What the pre-game show on ESPN2 for Thursday night's game in Indiana.... there is a feature on Arcain... and SHE SPEAKS! SHE REALLY SPEAKS!


----------



## Cometsbiggestfan (May 14, 2003)

I know I went to the game.lolz. I tried to get on as soon as possible to tell you. She has a strong accent, but other than that she speaks English okay. The whole time while she was doing the interview, I was yelling yay janeth. she said that she's shy though.


----------



## s a b a s 11 (Dec 31, 2002)

SHES Speaking again, before halftime of the Lynx game!

I was looking for the old thread about Arcain talking and couldn't find it. What a meticulous forum - two threads about Janeth Arcain and her lack of words!

Stuart


----------



## Cometsbiggestfan (May 14, 2003)

What did she say on Oxygen?

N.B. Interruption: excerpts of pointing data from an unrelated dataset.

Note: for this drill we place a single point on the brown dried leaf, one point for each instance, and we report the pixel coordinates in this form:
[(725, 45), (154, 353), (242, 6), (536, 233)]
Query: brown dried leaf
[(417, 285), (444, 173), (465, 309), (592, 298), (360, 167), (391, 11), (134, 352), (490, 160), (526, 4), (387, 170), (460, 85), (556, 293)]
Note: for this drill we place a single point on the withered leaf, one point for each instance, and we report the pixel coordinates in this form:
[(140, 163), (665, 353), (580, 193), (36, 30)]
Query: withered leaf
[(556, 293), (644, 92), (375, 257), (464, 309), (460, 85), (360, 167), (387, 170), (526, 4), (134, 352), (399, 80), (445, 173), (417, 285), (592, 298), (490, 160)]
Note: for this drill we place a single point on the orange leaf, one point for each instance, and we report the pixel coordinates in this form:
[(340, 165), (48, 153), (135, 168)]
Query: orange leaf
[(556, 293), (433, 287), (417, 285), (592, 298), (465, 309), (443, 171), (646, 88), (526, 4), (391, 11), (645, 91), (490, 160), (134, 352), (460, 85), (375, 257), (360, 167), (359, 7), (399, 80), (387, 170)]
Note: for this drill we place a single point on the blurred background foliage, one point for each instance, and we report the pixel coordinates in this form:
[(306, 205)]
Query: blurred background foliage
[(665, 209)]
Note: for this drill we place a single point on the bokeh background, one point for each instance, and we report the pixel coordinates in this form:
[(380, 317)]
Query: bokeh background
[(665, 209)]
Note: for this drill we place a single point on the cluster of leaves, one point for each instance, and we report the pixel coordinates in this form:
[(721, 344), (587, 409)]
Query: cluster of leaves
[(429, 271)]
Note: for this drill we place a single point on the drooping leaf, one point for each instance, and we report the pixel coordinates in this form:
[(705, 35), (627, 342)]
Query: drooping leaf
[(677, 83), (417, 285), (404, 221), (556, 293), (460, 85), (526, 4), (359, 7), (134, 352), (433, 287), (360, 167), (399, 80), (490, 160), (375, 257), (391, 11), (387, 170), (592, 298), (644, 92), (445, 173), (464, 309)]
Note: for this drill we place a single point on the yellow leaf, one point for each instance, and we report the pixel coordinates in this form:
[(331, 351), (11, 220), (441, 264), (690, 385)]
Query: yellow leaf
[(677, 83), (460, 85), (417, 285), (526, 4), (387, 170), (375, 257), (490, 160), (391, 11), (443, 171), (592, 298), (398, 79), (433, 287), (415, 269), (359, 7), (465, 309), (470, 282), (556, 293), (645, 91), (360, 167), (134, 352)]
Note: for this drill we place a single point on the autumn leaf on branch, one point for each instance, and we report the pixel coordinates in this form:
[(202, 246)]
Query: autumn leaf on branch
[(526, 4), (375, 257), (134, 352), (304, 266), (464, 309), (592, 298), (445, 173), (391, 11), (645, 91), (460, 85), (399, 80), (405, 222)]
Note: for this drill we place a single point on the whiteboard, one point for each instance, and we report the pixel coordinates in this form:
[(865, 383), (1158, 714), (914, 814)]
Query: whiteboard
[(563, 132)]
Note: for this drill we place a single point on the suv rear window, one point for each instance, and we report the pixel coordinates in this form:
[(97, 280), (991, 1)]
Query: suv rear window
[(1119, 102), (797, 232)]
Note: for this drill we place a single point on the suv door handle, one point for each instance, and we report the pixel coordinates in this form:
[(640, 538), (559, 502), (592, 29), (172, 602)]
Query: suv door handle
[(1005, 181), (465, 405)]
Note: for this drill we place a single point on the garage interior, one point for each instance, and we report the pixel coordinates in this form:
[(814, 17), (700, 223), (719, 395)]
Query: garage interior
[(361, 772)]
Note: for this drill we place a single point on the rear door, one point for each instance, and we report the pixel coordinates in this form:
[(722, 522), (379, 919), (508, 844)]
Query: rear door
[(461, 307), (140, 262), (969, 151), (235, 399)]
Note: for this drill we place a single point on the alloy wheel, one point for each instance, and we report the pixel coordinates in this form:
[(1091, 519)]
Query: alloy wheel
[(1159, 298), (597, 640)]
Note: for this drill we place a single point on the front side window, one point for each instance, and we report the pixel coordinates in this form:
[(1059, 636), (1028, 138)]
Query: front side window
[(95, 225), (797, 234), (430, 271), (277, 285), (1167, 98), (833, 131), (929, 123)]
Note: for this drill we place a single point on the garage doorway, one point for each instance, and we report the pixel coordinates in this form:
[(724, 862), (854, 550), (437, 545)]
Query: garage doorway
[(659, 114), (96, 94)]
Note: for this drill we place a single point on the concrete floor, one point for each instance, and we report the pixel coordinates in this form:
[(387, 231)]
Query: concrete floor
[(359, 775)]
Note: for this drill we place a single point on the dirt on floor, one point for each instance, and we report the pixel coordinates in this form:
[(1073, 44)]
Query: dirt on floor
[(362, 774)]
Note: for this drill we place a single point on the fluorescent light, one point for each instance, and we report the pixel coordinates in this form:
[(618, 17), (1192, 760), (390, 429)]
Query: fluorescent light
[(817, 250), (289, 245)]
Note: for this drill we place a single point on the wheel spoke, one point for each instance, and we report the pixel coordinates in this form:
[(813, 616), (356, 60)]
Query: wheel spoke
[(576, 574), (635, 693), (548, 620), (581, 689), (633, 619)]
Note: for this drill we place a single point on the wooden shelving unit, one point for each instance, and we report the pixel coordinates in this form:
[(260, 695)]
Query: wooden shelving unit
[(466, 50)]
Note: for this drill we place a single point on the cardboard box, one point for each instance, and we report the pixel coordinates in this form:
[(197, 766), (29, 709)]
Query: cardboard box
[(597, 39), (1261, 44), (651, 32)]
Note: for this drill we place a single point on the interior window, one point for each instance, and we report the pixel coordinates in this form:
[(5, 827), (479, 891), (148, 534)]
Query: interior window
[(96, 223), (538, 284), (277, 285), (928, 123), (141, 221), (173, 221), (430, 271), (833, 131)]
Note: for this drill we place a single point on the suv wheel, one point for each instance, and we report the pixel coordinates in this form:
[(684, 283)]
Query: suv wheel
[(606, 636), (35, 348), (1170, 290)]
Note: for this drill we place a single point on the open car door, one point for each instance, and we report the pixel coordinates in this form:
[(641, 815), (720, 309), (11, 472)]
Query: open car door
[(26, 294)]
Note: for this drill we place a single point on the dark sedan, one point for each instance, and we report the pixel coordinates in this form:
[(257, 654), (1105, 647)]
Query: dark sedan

I went to the game and I saw the lady grab her arm after the first half, but te COmets power dancers were making alot of noise so...

What was the half-time report about?


----------



## s a b a s 11 (Dec 31, 2002)

> Originally posted by <b>Cometsbiggestfan</b>!
> What did she say on Oxygen? I went to the game and I saw the lady grab her arm after the first half, but te COmets power dancers were making alot of noise so...
> 
> What was the half-time report about?


I had just turned it on, but it was about her geat first half... something about 5-6 shooting... 

Stuart


----------



## JGKoblenz (Jul 19, 2002)

I found an Arcain quote, probably after the Lynx game:



> JANETH ARCAIN
> 
> On the play of the team:
> "Sheryl (Swoopes) did a great job tonight playing defense on Katie Smith. Offensively we did a great job. We got rebounds, we made (had) fast breaks. I think the team right now is more comfortable. I think we are more together right now and we can believe more in ourselves and to make the plays like we did. We made some changes on offense and I think it makes me better to run around. So I feel comfortable right now."


http://www.wnba.com/comets/news/quotes030729.html


----------